One of Carl Davis’s most ambitious projects has been his score for Abel Gance’s epic masterpiece Napoléon. As The Scotsman commented in 1981:
‘…this is a voiceless opera… it will be impossible henceforth to imagine Gance’s film without Davis’s score….’
‘Abel Gance’s 1927 epic Napoléon was shown in its latest version… with live orchestral accompaniment composed and conducted by Carl Davis. It was magnificent, awe-inspiring, colossal, sublime - all those words you use when you look at a work of art and find your critical reactions defused by its enormity.’The Guardian (Jonathan Romney), 7 June 2000
‘The score is by Carl Davis, who was set a task that would have daunted Wagner; indeed, it is considerably longer that Götterdämmerung. Mr Davis, wisely, has not attempted to write the lot himself; he has ransacked Haydn, Mozart and above all Beethoven, and fitted their work to his so skilfully that the seams are truly imperceptible. On an ocean of C major the silent film floats, sounding depths and breadths that anyone would have thought impossible in a two-dimensional medium.’The Times (Bernard Levin), 23 June 1990
When the Kevin Brownlow-restored film with Carl’s music was last shown in London at the Southbank in 2004, with Carl conducting the London Philharmonic Orchestra, there was a storm of approval, not only for the emotional power of the film, but for the superb compilation score embracing music from the period by Beethoven and his contemporaries, interwoven seamlessly with Carl’s own music.
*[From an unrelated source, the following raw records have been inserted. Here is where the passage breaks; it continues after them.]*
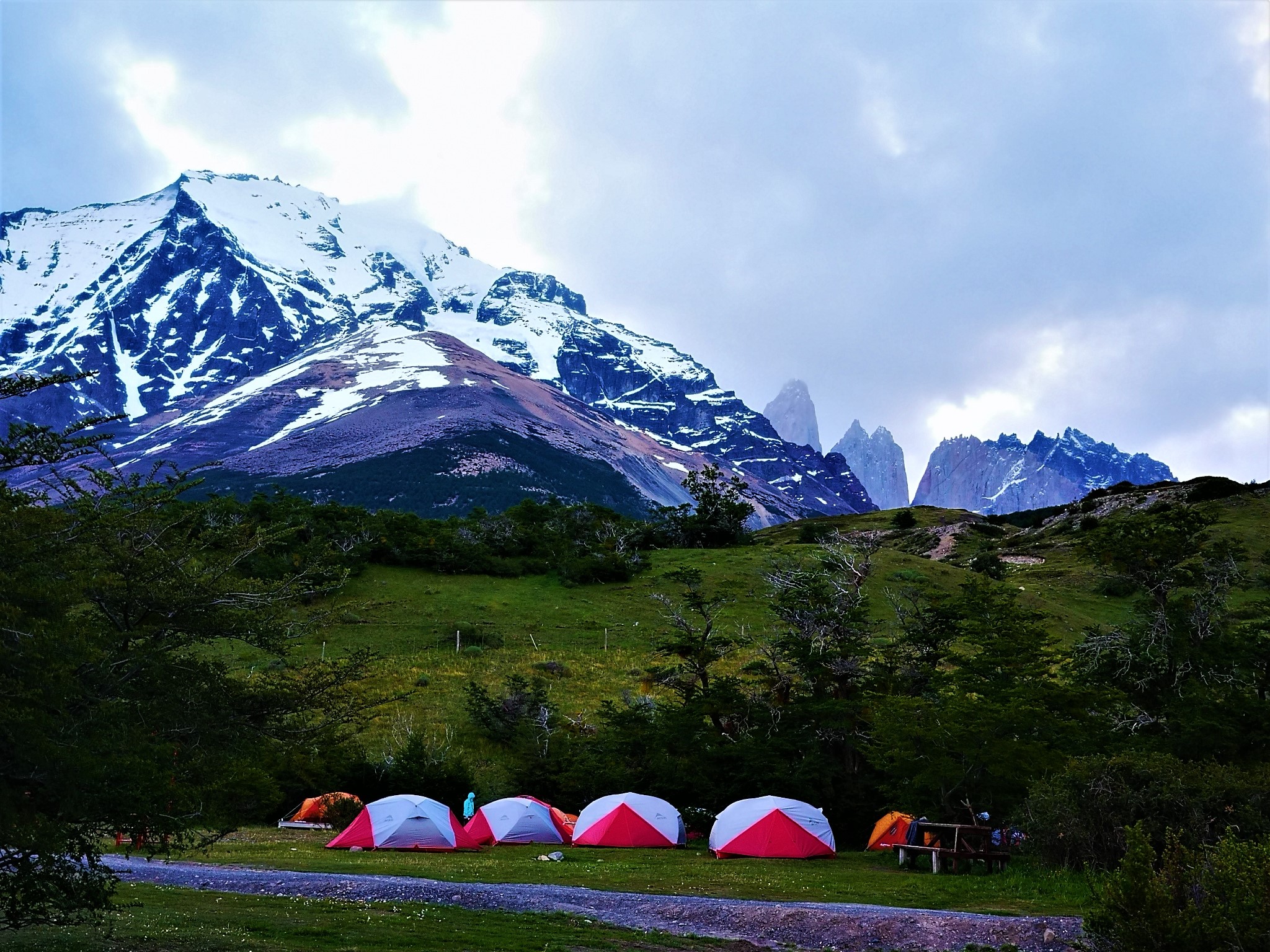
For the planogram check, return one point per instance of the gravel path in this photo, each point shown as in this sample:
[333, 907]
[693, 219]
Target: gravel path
[838, 926]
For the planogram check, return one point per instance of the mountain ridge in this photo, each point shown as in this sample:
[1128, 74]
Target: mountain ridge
[214, 281]
[1008, 475]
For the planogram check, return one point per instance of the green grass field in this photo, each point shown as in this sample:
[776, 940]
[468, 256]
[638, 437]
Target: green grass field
[850, 878]
[411, 616]
[163, 919]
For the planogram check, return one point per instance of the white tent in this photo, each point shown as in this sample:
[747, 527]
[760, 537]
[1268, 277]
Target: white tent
[406, 822]
[517, 821]
[771, 827]
[629, 821]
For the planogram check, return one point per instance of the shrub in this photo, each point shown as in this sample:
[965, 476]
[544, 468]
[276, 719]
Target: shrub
[988, 564]
[1117, 587]
[814, 531]
[1078, 816]
[339, 811]
[1183, 901]
[554, 668]
[904, 519]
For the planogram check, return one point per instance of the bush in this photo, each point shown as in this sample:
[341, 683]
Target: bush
[1078, 816]
[814, 531]
[339, 811]
[1117, 587]
[988, 564]
[904, 519]
[554, 668]
[1183, 901]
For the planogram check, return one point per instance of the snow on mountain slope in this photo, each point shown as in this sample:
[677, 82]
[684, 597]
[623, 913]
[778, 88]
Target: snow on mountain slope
[218, 280]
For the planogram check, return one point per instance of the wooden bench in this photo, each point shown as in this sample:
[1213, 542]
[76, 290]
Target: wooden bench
[940, 857]
[951, 843]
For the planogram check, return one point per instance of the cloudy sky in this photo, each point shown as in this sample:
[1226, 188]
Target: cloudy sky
[946, 218]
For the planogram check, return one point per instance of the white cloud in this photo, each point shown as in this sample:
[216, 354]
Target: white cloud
[984, 414]
[460, 155]
[463, 152]
[1235, 444]
[146, 90]
[1253, 36]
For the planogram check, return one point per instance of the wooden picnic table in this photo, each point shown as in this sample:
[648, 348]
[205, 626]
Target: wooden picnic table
[951, 842]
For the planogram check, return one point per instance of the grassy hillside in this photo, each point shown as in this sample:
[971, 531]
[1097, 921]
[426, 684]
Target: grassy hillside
[851, 876]
[164, 919]
[559, 632]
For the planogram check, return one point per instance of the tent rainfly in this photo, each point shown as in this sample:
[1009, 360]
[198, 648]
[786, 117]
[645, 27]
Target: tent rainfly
[406, 822]
[311, 813]
[520, 821]
[889, 831]
[629, 821]
[771, 827]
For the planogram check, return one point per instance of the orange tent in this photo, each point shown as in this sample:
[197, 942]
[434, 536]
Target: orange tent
[889, 831]
[311, 813]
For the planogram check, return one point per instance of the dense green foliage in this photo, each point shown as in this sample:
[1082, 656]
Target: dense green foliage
[150, 682]
[164, 919]
[580, 542]
[1184, 901]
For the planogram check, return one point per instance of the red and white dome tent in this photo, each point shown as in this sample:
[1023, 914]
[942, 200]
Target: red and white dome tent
[520, 821]
[629, 821]
[406, 822]
[771, 827]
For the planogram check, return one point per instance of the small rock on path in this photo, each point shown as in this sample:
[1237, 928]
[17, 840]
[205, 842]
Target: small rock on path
[849, 927]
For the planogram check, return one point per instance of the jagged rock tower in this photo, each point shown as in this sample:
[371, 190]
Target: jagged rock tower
[793, 414]
[878, 461]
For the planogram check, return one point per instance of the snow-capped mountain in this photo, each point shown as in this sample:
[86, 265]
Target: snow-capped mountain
[221, 291]
[793, 414]
[1005, 475]
[878, 460]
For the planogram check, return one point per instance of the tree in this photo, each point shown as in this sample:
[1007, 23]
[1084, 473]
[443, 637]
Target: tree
[118, 711]
[995, 718]
[718, 514]
[695, 643]
[1181, 901]
[31, 444]
[1181, 674]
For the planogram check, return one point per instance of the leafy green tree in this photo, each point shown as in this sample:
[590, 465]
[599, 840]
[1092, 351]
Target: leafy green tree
[718, 514]
[1183, 674]
[118, 711]
[1181, 901]
[696, 643]
[995, 718]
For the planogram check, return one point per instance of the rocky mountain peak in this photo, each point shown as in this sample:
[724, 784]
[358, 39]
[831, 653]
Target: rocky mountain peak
[213, 287]
[878, 461]
[793, 414]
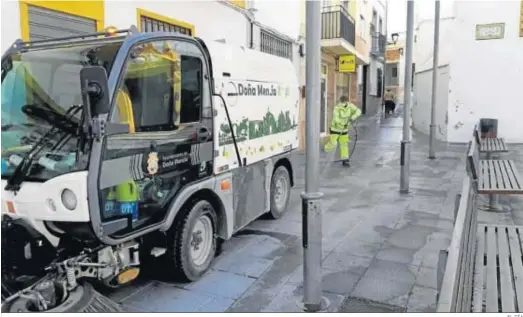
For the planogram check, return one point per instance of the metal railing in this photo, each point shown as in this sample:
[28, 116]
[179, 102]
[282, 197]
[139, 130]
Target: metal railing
[379, 44]
[337, 23]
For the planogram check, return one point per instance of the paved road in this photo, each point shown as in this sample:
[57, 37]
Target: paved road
[379, 247]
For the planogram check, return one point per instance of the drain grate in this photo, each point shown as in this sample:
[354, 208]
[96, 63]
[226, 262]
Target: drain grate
[359, 305]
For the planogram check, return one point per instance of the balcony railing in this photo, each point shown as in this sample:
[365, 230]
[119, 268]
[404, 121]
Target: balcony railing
[379, 44]
[336, 23]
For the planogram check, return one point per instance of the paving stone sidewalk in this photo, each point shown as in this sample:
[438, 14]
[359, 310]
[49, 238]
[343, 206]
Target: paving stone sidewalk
[380, 247]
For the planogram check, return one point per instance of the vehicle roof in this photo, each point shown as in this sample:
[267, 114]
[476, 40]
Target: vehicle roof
[247, 64]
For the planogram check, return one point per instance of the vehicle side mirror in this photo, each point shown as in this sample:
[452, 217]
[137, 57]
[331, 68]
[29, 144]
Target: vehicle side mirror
[95, 91]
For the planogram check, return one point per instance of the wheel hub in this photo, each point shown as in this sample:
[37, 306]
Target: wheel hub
[201, 242]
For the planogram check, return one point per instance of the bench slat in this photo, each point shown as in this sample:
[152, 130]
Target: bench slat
[499, 177]
[492, 281]
[479, 276]
[505, 276]
[484, 175]
[511, 178]
[503, 173]
[515, 244]
[514, 175]
[500, 183]
[493, 145]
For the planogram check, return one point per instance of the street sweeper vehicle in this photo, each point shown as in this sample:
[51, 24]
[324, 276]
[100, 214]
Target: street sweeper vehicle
[121, 149]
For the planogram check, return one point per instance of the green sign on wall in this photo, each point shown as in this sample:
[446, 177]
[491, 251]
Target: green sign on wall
[490, 31]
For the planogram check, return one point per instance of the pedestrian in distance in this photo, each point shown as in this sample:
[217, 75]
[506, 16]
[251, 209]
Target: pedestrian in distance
[343, 115]
[390, 103]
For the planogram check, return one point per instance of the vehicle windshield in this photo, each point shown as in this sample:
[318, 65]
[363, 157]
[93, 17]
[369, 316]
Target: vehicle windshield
[41, 98]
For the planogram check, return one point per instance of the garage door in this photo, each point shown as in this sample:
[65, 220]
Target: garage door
[46, 24]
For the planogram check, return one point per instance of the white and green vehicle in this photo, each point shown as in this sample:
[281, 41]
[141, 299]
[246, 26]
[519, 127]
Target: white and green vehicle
[120, 148]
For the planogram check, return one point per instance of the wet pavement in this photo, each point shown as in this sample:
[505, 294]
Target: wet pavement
[380, 247]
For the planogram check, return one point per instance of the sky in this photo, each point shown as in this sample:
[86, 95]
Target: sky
[423, 8]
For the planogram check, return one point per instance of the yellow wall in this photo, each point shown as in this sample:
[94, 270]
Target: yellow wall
[87, 9]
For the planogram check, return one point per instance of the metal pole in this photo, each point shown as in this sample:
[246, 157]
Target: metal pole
[435, 64]
[384, 88]
[407, 88]
[311, 198]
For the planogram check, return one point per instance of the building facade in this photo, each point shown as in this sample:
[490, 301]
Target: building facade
[371, 76]
[480, 67]
[231, 22]
[344, 39]
[395, 67]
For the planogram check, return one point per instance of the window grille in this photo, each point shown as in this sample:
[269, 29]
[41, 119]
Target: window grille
[152, 25]
[274, 45]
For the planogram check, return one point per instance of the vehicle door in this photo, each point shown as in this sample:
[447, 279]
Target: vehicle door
[163, 95]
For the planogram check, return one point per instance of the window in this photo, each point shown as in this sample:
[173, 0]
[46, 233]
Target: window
[363, 28]
[150, 22]
[162, 88]
[274, 45]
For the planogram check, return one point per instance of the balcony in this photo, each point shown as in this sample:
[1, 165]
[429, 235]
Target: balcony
[379, 44]
[338, 31]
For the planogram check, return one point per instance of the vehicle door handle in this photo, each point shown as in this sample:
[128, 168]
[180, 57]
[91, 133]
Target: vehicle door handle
[203, 134]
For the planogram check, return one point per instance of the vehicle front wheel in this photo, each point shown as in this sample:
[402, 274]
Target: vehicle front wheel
[280, 192]
[192, 241]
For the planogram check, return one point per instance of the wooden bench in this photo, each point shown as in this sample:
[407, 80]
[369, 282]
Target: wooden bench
[490, 146]
[493, 177]
[483, 267]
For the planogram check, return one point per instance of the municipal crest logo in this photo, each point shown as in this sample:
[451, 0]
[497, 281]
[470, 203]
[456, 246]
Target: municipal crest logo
[152, 163]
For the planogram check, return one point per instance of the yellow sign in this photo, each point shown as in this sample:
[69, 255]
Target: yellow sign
[347, 64]
[491, 31]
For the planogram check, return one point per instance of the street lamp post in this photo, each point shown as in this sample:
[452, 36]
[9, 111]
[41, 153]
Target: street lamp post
[311, 198]
[432, 154]
[406, 142]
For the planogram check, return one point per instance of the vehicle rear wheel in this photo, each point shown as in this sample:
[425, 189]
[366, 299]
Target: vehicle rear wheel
[192, 242]
[83, 299]
[280, 192]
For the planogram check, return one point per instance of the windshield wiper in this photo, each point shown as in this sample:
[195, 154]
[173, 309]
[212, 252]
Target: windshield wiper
[13, 183]
[62, 121]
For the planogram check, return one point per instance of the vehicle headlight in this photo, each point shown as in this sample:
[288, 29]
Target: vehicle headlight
[69, 199]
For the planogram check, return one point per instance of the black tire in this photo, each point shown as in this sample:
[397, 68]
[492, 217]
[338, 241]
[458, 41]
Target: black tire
[278, 210]
[179, 239]
[83, 299]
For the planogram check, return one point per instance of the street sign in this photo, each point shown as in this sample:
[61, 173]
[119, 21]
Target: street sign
[490, 31]
[347, 64]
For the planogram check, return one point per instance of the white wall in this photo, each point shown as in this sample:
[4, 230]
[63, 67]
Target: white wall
[212, 20]
[283, 16]
[421, 108]
[424, 48]
[10, 23]
[423, 57]
[486, 76]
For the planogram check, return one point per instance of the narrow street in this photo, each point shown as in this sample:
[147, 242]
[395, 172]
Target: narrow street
[380, 248]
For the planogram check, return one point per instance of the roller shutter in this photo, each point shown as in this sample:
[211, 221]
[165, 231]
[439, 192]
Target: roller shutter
[152, 25]
[46, 24]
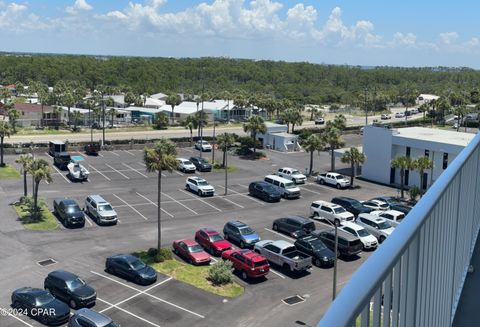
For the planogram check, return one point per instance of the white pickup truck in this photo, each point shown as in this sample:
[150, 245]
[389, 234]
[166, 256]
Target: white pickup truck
[335, 179]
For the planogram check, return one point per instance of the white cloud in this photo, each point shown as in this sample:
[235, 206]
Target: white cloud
[78, 6]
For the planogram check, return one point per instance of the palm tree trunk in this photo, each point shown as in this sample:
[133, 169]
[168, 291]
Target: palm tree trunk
[159, 211]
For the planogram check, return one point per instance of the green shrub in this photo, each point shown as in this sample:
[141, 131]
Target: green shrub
[220, 273]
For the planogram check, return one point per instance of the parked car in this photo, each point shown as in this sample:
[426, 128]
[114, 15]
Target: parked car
[264, 191]
[40, 305]
[68, 212]
[321, 255]
[185, 165]
[70, 288]
[203, 146]
[284, 254]
[250, 264]
[294, 226]
[212, 241]
[201, 164]
[377, 226]
[199, 186]
[288, 188]
[329, 211]
[394, 204]
[348, 245]
[191, 251]
[100, 210]
[132, 268]
[241, 233]
[334, 179]
[369, 241]
[292, 174]
[393, 217]
[89, 318]
[376, 204]
[351, 205]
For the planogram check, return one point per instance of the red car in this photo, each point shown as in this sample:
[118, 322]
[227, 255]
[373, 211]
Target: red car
[212, 241]
[191, 251]
[249, 263]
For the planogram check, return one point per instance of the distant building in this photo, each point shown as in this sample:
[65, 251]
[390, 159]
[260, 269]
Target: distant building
[381, 145]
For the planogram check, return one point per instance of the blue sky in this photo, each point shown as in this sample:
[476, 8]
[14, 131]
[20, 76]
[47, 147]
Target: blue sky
[354, 32]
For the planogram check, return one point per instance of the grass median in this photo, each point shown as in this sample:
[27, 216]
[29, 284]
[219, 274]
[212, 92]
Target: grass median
[190, 274]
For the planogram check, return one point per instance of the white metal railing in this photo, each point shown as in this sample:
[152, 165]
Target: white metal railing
[416, 276]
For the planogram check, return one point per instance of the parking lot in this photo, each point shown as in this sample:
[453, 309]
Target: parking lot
[120, 177]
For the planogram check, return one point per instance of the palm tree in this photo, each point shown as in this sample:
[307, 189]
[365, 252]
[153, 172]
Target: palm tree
[313, 143]
[333, 138]
[354, 158]
[25, 160]
[403, 163]
[160, 157]
[254, 125]
[5, 131]
[421, 164]
[173, 100]
[40, 170]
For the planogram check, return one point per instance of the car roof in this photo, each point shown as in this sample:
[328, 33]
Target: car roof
[62, 274]
[97, 318]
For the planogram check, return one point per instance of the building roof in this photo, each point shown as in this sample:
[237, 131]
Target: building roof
[433, 135]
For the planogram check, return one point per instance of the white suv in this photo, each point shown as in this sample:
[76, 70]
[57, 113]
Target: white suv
[292, 174]
[330, 211]
[185, 165]
[199, 186]
[369, 241]
[203, 146]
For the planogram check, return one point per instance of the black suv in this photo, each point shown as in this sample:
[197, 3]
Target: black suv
[354, 206]
[264, 191]
[322, 256]
[348, 245]
[294, 226]
[70, 289]
[201, 163]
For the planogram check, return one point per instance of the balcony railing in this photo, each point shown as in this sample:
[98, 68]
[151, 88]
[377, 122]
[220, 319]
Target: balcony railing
[416, 276]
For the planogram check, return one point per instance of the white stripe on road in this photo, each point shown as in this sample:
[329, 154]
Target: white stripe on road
[117, 171]
[200, 199]
[134, 170]
[130, 206]
[168, 196]
[98, 171]
[156, 205]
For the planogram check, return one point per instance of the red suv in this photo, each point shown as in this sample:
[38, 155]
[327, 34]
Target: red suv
[249, 263]
[212, 241]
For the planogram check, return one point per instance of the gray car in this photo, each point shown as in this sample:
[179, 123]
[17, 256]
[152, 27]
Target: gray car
[87, 317]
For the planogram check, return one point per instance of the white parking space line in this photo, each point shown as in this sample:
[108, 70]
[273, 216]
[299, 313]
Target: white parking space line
[200, 199]
[279, 234]
[156, 205]
[117, 171]
[176, 201]
[61, 174]
[98, 171]
[130, 206]
[128, 312]
[134, 170]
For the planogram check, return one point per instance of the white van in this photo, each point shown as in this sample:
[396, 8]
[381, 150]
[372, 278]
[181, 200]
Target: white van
[285, 186]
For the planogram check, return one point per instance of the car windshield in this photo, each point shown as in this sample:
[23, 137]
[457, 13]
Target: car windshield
[246, 231]
[44, 299]
[73, 208]
[137, 264]
[216, 238]
[195, 248]
[76, 283]
[105, 207]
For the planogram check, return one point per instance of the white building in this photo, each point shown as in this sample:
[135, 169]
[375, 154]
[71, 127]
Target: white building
[381, 145]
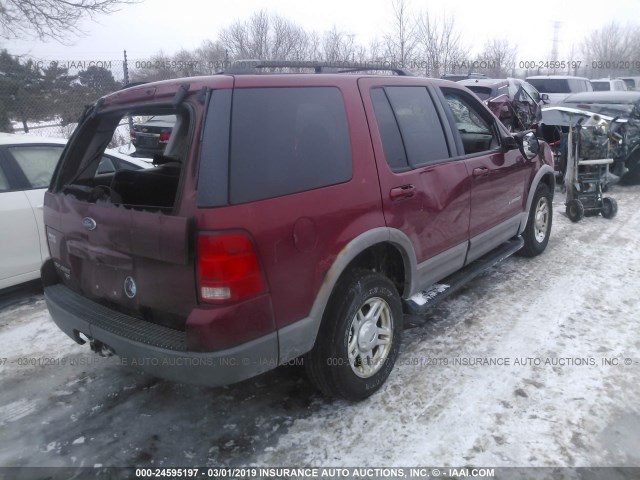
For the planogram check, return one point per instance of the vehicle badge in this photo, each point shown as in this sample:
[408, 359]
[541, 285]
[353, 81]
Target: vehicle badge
[89, 223]
[130, 287]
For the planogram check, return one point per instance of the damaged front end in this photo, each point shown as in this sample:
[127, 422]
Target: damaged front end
[616, 137]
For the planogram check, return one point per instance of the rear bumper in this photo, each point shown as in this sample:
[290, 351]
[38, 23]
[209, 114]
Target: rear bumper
[155, 349]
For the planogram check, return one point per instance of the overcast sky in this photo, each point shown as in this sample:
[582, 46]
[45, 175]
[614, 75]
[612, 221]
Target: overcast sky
[145, 28]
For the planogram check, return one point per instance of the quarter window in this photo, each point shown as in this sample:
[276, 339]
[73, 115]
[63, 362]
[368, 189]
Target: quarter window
[419, 124]
[476, 131]
[4, 183]
[287, 140]
[37, 163]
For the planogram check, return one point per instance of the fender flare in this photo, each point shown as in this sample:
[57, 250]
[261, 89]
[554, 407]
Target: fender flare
[544, 170]
[299, 337]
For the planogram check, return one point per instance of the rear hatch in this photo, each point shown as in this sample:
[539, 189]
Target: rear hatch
[125, 239]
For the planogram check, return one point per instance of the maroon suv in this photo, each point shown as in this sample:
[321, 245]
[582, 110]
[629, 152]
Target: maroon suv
[289, 215]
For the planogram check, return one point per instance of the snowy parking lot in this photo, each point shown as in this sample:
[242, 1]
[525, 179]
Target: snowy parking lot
[534, 363]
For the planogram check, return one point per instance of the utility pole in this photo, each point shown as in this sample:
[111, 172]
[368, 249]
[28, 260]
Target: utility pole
[554, 45]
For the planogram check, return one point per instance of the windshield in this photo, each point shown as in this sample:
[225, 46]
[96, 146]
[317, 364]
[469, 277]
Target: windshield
[550, 85]
[483, 93]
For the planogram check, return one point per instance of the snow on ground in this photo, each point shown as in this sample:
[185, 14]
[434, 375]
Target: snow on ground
[556, 319]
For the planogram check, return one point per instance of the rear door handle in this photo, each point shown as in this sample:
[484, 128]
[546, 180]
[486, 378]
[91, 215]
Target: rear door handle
[405, 191]
[480, 172]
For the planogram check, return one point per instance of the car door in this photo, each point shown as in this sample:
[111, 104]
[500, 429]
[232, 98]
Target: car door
[20, 256]
[498, 176]
[33, 165]
[425, 194]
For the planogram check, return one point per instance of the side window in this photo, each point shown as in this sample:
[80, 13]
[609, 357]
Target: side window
[4, 183]
[389, 132]
[37, 162]
[533, 93]
[476, 131]
[419, 123]
[105, 166]
[287, 140]
[120, 164]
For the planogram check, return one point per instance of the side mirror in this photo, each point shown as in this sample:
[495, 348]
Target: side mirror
[510, 143]
[529, 145]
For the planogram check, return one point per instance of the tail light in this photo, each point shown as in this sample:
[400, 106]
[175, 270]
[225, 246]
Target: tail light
[164, 136]
[228, 268]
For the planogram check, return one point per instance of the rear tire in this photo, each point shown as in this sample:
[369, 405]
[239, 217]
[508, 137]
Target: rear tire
[575, 210]
[536, 233]
[359, 337]
[609, 207]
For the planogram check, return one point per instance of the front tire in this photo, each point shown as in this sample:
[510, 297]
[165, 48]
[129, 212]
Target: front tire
[609, 207]
[359, 338]
[538, 230]
[575, 210]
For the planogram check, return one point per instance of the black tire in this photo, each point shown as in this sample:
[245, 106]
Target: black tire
[609, 207]
[575, 210]
[632, 177]
[329, 365]
[536, 233]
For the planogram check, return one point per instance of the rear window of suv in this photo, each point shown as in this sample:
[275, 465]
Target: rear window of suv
[552, 85]
[287, 140]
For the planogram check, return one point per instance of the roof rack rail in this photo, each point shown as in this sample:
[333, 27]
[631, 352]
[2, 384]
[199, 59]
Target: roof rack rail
[132, 84]
[253, 66]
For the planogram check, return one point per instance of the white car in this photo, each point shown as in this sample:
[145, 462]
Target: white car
[558, 87]
[26, 167]
[608, 85]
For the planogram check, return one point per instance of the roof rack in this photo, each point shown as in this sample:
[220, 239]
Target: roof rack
[254, 66]
[132, 84]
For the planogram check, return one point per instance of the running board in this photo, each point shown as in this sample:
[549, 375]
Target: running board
[421, 302]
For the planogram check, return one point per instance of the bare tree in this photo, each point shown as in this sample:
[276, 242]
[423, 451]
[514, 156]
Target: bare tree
[498, 58]
[51, 19]
[266, 37]
[441, 43]
[612, 49]
[338, 46]
[212, 57]
[400, 43]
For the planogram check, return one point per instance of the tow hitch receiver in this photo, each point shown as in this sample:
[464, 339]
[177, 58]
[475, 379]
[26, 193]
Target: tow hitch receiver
[100, 348]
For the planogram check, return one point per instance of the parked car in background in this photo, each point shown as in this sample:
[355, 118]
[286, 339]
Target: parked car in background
[608, 84]
[608, 103]
[515, 102]
[455, 77]
[152, 135]
[290, 215]
[26, 166]
[558, 87]
[632, 83]
[618, 112]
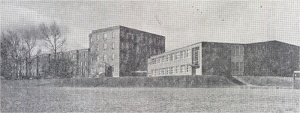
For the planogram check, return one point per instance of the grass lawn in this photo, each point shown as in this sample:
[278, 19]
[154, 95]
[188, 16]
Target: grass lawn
[30, 98]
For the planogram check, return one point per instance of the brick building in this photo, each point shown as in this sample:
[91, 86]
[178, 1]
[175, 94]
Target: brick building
[272, 58]
[121, 51]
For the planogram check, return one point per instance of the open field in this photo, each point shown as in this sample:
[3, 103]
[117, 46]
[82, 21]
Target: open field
[31, 98]
[284, 82]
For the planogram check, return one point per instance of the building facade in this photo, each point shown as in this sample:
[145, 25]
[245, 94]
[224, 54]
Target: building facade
[272, 58]
[121, 51]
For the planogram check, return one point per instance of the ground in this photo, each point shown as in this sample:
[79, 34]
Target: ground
[16, 97]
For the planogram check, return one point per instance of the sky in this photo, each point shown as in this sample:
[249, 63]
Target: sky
[181, 22]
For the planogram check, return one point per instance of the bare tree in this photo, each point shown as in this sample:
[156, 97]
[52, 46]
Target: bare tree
[53, 38]
[30, 37]
[12, 52]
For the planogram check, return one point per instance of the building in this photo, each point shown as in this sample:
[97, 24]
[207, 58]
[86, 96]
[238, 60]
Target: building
[121, 51]
[272, 58]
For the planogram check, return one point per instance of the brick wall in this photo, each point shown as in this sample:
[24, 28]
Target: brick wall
[216, 58]
[135, 48]
[271, 58]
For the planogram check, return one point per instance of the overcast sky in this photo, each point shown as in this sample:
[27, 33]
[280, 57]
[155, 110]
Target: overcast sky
[182, 23]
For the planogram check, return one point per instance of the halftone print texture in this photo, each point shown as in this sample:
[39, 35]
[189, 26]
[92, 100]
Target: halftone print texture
[144, 56]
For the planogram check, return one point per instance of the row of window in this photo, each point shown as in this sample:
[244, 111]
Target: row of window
[105, 47]
[171, 70]
[237, 50]
[237, 67]
[105, 37]
[171, 57]
[84, 55]
[105, 57]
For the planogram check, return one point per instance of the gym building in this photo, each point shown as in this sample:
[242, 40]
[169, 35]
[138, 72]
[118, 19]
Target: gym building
[271, 58]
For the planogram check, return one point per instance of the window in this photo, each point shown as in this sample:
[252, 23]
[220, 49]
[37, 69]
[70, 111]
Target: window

Rights issues have so far prevented several screenings, so it is great news that now the San Francisco Silent Film Festival will be presenting the US premiere on 24, 25, 31 March and 1 April 2012.
Each screening of the 5-½ hour epic will begin in the afternoon and will be shown in four parts with three intermissions. Each performance will be accompanied by the Oakland East Bay Symphony Orchestra with 75-year old Carl Davis at the helm in what will be a marathon conducting feat! The occasion is described by the organisers as ‘the cinema event of a lifetime’.